# Sound problems...



## Dicko (Oct 10, 2005)

New Tivo installed yesterday...

Mostly happy.

I had decided not to retain my V+HD box (as offered via a call from Virgin a couple of weeks ago), which was lucky as the installers had no record of the offer! 

The only issue I have is that the sound keeps cutting out via my AV amp.

The configuration I had with the V+HD box was HDMI connection to the TV and optical connection to my Denon AV amp. This worked fine except (maybe?) I never saw the Dolby Digital light come on on the amp.

With the Tivo connected in the same way, sound via the amp. cuts out almost every time I change channel or even fast-forward within a recording.

If I tweak the amp. by switching to analogue and then back to digital the sound is restored but I don't want to do that every time I change channels...

Anyone else had a similar problem?

R.


----------



## OzSat (Feb 15, 2001)

Have you set HDMI correctly for amp connection on TiVo in the setup menu?


----------



## Dicko (Oct 10, 2005)

OzSat said:


> Have you set HDMI correctly for amp connection on TiVo in the setup menu?


I saw the option but it wasn't clear to me that it changed anything to do with the optical output... To me, the name implied that it modified the HDMI output.

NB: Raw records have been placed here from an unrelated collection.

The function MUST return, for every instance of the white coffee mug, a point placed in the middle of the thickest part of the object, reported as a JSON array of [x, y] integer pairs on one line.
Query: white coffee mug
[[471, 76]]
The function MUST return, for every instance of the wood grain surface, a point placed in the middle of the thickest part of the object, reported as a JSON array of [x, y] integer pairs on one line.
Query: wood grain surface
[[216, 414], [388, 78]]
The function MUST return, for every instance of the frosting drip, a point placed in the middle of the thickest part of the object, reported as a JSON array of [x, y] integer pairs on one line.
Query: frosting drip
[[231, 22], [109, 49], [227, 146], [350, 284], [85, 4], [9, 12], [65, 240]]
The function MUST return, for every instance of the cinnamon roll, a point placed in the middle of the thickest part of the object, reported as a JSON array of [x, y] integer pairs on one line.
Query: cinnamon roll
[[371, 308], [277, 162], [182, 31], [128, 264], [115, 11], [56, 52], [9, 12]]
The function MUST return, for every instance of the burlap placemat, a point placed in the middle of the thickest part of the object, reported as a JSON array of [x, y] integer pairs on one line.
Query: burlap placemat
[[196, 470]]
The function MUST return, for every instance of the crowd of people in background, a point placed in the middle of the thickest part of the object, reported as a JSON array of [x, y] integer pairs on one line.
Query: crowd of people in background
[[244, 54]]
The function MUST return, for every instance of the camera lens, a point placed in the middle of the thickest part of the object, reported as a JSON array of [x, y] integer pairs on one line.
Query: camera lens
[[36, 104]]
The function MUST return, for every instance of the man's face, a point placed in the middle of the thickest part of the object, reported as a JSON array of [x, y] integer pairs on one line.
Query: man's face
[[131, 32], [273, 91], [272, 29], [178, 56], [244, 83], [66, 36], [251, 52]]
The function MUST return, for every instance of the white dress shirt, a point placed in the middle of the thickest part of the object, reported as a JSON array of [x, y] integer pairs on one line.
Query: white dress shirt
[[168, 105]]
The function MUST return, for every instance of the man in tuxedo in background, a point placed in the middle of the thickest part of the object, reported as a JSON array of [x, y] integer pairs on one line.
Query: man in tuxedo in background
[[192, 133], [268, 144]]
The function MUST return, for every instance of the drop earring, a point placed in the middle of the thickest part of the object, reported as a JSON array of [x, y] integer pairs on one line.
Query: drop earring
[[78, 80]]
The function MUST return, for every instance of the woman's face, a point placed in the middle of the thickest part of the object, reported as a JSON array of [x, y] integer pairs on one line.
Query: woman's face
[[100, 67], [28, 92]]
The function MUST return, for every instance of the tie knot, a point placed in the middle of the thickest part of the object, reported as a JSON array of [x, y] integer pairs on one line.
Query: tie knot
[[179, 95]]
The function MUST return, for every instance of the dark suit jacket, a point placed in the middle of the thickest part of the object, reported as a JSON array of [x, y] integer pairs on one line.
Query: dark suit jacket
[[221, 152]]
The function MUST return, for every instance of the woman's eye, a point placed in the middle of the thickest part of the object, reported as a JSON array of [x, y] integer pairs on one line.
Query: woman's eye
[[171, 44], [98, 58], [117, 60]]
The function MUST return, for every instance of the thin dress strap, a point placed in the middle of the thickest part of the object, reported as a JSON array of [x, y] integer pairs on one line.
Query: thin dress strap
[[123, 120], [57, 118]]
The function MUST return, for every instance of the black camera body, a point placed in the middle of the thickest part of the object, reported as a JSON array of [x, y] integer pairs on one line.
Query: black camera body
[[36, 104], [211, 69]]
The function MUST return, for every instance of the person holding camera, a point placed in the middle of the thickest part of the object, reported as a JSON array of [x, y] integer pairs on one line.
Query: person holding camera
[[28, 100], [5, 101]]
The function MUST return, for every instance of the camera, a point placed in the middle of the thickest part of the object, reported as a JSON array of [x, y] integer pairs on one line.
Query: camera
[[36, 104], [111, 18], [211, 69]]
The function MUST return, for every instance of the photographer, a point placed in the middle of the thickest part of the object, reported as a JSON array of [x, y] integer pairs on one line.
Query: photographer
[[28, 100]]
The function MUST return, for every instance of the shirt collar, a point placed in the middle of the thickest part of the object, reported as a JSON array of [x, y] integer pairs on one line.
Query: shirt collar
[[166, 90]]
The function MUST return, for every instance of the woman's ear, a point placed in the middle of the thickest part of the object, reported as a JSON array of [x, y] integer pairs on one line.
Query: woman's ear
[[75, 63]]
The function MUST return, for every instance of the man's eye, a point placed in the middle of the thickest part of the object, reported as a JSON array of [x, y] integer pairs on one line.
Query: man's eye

I will try both settings tonight and report back.

R.


----------



## OzSat (Feb 15, 2001)

Dicko said:


> I saw the option but it wasn't clear to me that it changed anything to do with the optical output... To me, the name implied that it modified the HDMI output.
> 
> I will try both settings tonight and report back.
> 
> R.


It actually changes the output on both optical and HDMI - but doesn't say that.


----------



## VirginMediaPhil (Nov 27, 2009)

Dicko said:


> I had decided not to retain my V+HD box (as offered via a call from Virgin a couple of weeks ago), which was lucky as the installers had no record of the offer!




Exactly the same thing happened to me! Installer turns up, explain to him what I've requested, says, nope, not on the list for second box. W-what?

Four hours later and it's all set up, including the second box. Must be the longest time an engineer has been round at my house, and they don't come round often.


----------



## Dicko (Oct 10, 2005)

OzSat said:


> It actually changes the output on both optical and HDMI - but doesn't say that.


Using either setting the sound still drops out when I change channel or fast-forward. 

The only (expected) difference is that when set to Dolby Digital, the Dolby Digital light comes on on my amp sometimes...

R.


----------



## geekspeak (Oct 1, 2002)

Dicko said:


> Using either setting the sound still drops out when I change channel or fast-forward.
> 
> The only (expected) difference is that when set to Dolby Digital, the Dolby Digital light comes on on my amp sometimes...
> 
> R.


I have only had the sound drop a few times (optical out) most recently at the end of adverts when the program restarted. Usually (not every time) pressing pause and then play once or more times will get it back. For me the V+HD box was unusable with my surround system. Just pressing pause for more than 3 or 4 seconds would guarantee sound drop and I had to unplug surround system. It has been known to VM as a bug for a very long time. (With certain surround sound systems)

I get DD on most (if not all) HD channels except ITV HD. Sometimes Tivo stops outputting DD and you have to reboot it.


----------



## Dicko (Oct 10, 2005)

Just to repeat, I had no problems with the V+ box. This issue has only started since the Tivo upgrade.

Also, changing the settings on the amp (For example switching to analogue mode then back to diigital) or replugging the fibre brings the sound back.

This suggests to me that nothing has actually broken on the Tivo, more that it's done something that the amp didn't like...


----------



## OzSat (Feb 15, 2001)

Is the cable definiatly not kinked anywhere?


----------



## Dicko (Oct 10, 2005)

The dropouts only occur when I change channel or fast forward. It's fine otherwise.

R.


----------